Media watchdog NIMF shutting down
National Institute on Media and the Family to close doors after nearly 14 years, marking an end to Video Game Report Card program.
While a rush of huge new releases dominates the gaming world at this time of year, the holiday quarter has also played host to the National Institute on Media and the Family's annual Video Game Report Card. That ends this year, as the NIMF today announced its dissolution, effective December 31.
NIMF is currently in discussions to have some of its programs and initiatives adopted by other nonprofit organizations, both local and national. However, an NIMF spokesperson confirmed for GameSpot that the Video Game Report Card is not among the continuing programs.
In announcing the group's closure, NIMF founder Dr. David Walsh said that discussions about passing off its programs to other organizations have been taking place for the past two years, but "the current challenging economic environment accelerated those discussions."
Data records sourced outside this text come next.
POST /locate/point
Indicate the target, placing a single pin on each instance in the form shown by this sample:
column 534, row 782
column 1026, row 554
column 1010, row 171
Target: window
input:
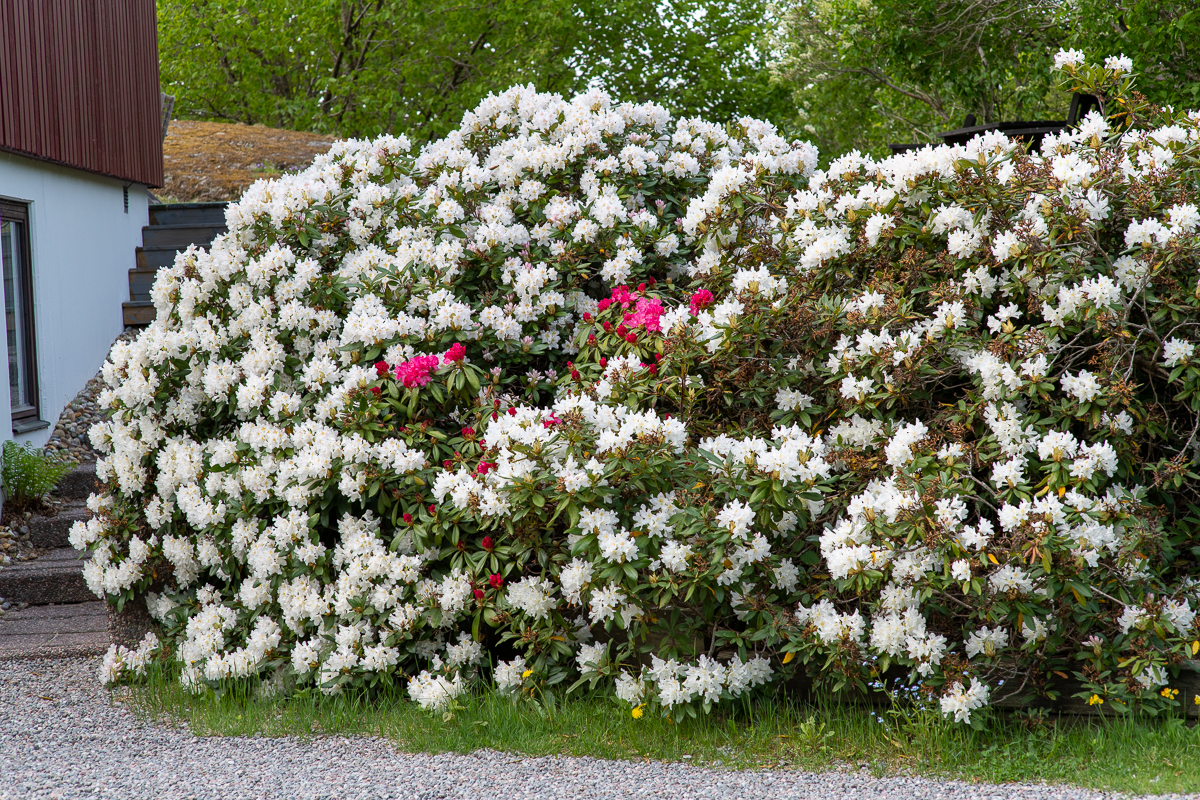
column 18, row 313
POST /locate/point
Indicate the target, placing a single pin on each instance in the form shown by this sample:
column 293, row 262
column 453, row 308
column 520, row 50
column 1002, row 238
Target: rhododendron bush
column 587, row 396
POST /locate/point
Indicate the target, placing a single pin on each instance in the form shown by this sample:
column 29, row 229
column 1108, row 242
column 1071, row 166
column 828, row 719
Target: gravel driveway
column 60, row 737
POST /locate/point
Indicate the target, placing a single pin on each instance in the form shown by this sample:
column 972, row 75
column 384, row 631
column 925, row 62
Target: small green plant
column 28, row 474
column 814, row 735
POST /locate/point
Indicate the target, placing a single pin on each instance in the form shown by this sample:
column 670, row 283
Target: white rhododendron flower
column 582, row 385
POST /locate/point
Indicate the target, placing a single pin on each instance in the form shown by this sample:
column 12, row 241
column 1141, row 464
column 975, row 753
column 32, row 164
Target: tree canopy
column 363, row 67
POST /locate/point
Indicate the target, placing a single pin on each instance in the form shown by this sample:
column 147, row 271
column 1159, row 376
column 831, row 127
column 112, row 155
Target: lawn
column 1119, row 755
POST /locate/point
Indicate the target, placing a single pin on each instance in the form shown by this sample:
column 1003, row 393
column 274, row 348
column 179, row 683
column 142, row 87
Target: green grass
column 1140, row 757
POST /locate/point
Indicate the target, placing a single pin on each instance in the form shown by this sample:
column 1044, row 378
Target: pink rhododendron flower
column 702, row 299
column 415, row 373
column 622, row 295
column 646, row 314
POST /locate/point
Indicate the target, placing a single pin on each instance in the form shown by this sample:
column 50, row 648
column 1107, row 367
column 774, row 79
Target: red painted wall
column 79, row 85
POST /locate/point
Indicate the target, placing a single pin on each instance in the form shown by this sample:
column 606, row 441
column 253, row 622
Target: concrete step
column 187, row 214
column 141, row 282
column 55, row 631
column 46, row 533
column 78, row 483
column 57, row 577
column 139, row 312
column 154, row 258
column 179, row 235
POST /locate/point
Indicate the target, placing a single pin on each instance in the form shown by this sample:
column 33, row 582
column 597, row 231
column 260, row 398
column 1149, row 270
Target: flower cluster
column 664, row 409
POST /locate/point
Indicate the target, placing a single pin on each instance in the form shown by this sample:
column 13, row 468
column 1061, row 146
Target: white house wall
column 82, row 246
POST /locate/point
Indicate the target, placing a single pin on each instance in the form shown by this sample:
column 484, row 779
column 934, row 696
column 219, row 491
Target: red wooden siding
column 79, row 85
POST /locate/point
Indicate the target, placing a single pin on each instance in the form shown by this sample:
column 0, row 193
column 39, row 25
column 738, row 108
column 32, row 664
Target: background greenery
column 843, row 73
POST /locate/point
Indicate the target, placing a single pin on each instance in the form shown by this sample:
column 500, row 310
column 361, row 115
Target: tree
column 868, row 72
column 699, row 58
column 358, row 67
column 1161, row 36
column 363, row 67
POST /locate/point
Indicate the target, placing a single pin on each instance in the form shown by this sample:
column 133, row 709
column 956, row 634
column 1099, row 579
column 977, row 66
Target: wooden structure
column 79, row 85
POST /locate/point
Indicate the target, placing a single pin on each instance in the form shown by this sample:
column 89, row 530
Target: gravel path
column 60, row 737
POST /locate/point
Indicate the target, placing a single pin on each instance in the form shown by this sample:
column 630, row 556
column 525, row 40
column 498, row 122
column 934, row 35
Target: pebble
column 63, row 735
column 70, row 438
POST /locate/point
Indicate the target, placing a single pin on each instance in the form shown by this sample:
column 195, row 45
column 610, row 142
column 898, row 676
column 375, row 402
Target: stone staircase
column 55, row 577
column 54, row 614
column 173, row 227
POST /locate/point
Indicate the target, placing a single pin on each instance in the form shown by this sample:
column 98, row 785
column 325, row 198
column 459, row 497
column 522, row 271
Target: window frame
column 27, row 417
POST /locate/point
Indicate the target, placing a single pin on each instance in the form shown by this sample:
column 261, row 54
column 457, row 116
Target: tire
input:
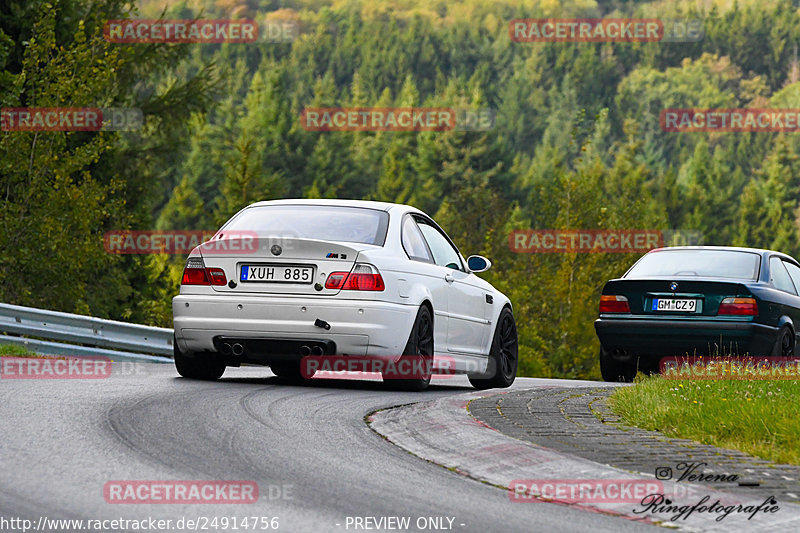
column 616, row 371
column 290, row 371
column 784, row 344
column 198, row 366
column 503, row 355
column 419, row 349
Over the years, NIMF frequently butted heads with the Entertainment Software Rating Board. Notably, in the wake of the Grand Theft Auto: San Andreas "Hot Coffee" scandal, the NIMF labeled the ESRB system "beyond repair." In 2007, when a hacker found a way to restore the M-for-Mature-rated Manhunt 2 to the previously rated AO-for-Adults-Only version, the NIMF took the ESRB to task for failing to keep up with the technology it was rating. (An uncut, AO-rated version on Manhunt 2 was released online earlier this year.)
The watchdog group's tone toward the ratings body softened in recent years, with the 2008 report card giving the ESRB an "A" grade. That assessment came two months after the Entertainment Software Association, which owns the ESRB, awarded the NIMF a $50,000 grant to "develop an online e-learning zone for using the latest interactive technologies to help kids and adults understand the issues and potential areas of concern with the Internet."